Miss Annie’s black eyes were wide with fear. She wildly kicked her little paws, but she didn’t have enough physical strength for fighting the currents. I positioned myself behind her and created a breakwater. Annie acted as though she’d been swimming her whole life in the calm water between my arms. Once she stood all four paws on dry land, I started searching for Mason. He reached us first. He came slogging through the foliage, barefoot but baseball cap still on his head.
The first thing he asked, “Is Annie all right?”

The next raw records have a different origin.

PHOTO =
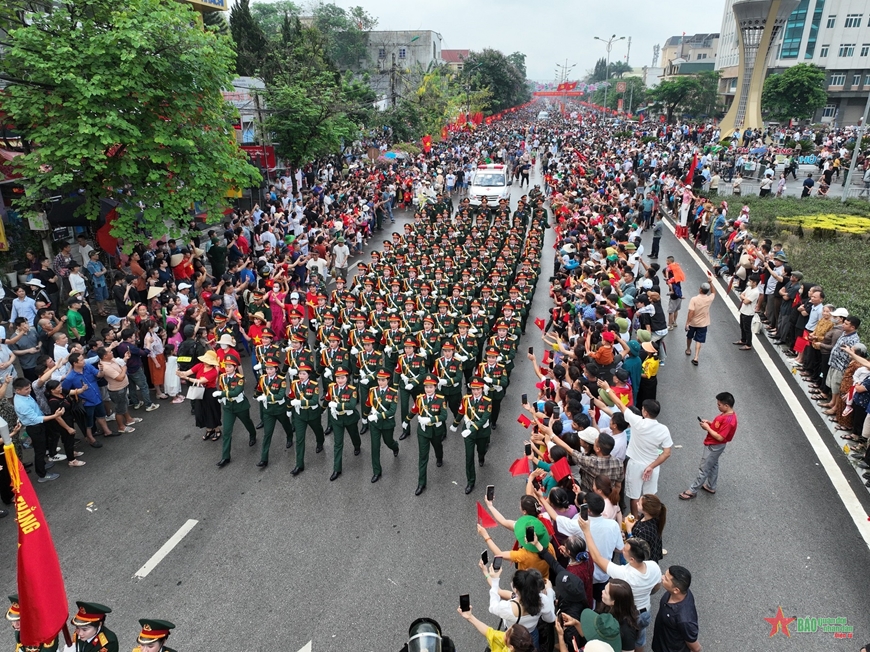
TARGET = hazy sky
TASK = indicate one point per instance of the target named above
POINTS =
(548, 31)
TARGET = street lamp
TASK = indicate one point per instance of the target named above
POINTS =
(609, 43)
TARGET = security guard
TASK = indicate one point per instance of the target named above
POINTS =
(153, 636)
(306, 411)
(381, 403)
(431, 412)
(91, 633)
(272, 394)
(341, 399)
(231, 392)
(476, 410)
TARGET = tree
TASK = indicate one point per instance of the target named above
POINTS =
(493, 70)
(106, 100)
(251, 43)
(796, 93)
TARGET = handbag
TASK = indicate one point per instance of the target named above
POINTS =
(195, 392)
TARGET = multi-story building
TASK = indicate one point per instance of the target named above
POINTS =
(831, 34)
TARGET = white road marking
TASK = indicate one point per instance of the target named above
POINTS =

Annie stood by my feet shivering so hard she seemed as though she might crumble. With her hair soaking wet and hanging flat, she looked like an overgrown rat, but she never looked more beautiful to me. I didn’t know what to expect when I found my husband, maybe anger, at least annoyance, but Mason acted as though it never crossed his mind I’d do anything but help Annie first. The pecking order was always clear.
***
Recently, I was shopping for dog food. I passed several racks displaying collars, training leashes, vitamins for joints, brushes for long or short hair, shampoo for hot spots, and life jackets. I paused, backed up. The dog market has exploded over the past decade. Stores now sell items specifically for canines, such as life jackets, that weren’t popular or available when I first met Annie. The yellow, orange, and red vests ranged in size from extra-small to extra-large. The larger ones looked suspiciously like the human version. I picked up the tiniest one, examined the buckles, read the tag. A picture of a Yorkshire terrier was modeling it. Annie passed away four years ago, but I bought it anyway.